Completing Regular Expression Basics

In this conclusion to a four-part series on parsing and regular expression basics in Perl, we finish our study of regular expressions; you’ll even learn how to create your own. This article is excerpted from chapter one of the book Pro Perl Parsing, written by Christopher M. Frenz (Apress; ISBN: 1590595041).

Regexp::Common::Comments

This module generates regular expressions that match comments inserted into computer code written in a variety of programming languages (currently 43). The syntax to call these regular expressions is as follows, where {comments} refers to the base comment matching functionality and {LANGUAGE} provides the descriptor that indicates the particular programming language:

$RE{comments}{LANGUAGE}

For example, to match Perl and C++ comments, you can use the following:

$RE{comments}{Perl}
$RE{comments}{C++}

Regexp::Common::Delimited

This base module provides the functionality required to match delimited strings. The syntax is similar to that shown for the Text::Balanced module:

$RE{delimited}{-delim=>’"’}

In this case, the -delim flag specifies the delimiter that the regular expression will search for and is a required flag, since the module does not have a default delimiter.

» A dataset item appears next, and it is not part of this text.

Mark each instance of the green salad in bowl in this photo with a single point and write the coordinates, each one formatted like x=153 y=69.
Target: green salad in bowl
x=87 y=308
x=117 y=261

Note  Table 1-8 summarizes all the Regexp::Common flags.

 


 

Regexp::Common::List

The List module can match lists of data such as tab-separated lists, lists of numbers, lists of words, and so on. The type of list matched depends on the flags specified in the expression. Its syntax is as follows:

$RE{list}{-pat}{-sep}{-lastsep}

The pattern flag specifies the pattern that will correspond to each substring that is contained in the list. The pattern can be in the form of a regular expression such as w+ or can be another hash value created by the Regexp::Common module. The -sep flag defines a type of separator that may be present between consecutive list elements, such as a tab or a space (the default). The -lastsep flag specifies a separator that may be present between the last two elements in the list. By default, this value is the same as that specified by -sep . As an example, if you wanted to search a document for lists that were specified in the Item A, Item B, …, and Item N format, you could easily identify such listings using the following expression:

$RE{list}{-pat}{-sep=>’, ‘}{-lastsep=>’, and ‘}

Regexp::Common::Net

The Net module generates hash values that contain patterns designed to match IPv4 and MAC addresses, and the first hash key specifies which type to match. The next hash key allows you to specify whether the address will be decimal (default), hexadecimal, or octal. You can also use the -sep flag to specify a separator, if required. The following is a sample:

$RE{net}{IPv4}{hex}

This module comes in handy if you want to monitor the domains that different e-mails you have received originated from. This information is found in most e-mail headers in a format similar to the following:

from [64.12.116.134] by web51102.mail.yahoo.com via HTTP;
Mon, 29 Nov 2004 23:33:11 -0800 (PST)

You can easily parse this header information to find the IPv4 address 64.12.116.134 by using the following expression:

$RE{net}{IPv4}

Regexp::Common::Number

The Number module can match a variety of different number types, including integers, reals, hexadecimals, octals, binaries, and even Roman numerals. The base syntax is of the following form, but you should also be aware of a diversity of flags:

$RE{num}{real}

For example, you can apply the -base flag to change the base of the number to something other than the default of base 10. The -radix flag specifies the pattern that will serve as the decimal point in case you desire something other than the default value ( . ). If you are dealing with significant figures, you may find the -places flag useful, since it can specify the number of places after the decimal point. As in previous modules, -sep specifies separators; however, in this module, you can also specify the appropriate number of digits that should be present between separators using the -group flag. The default value for this flag is 3 , so if you specified a comma ( , ) as your separator, your expression would be able to recognize values such as 123,456,789 . The -expon flag specifies the pattern that will be used to specify that an exponent is present. The default value for this property is [Ee] .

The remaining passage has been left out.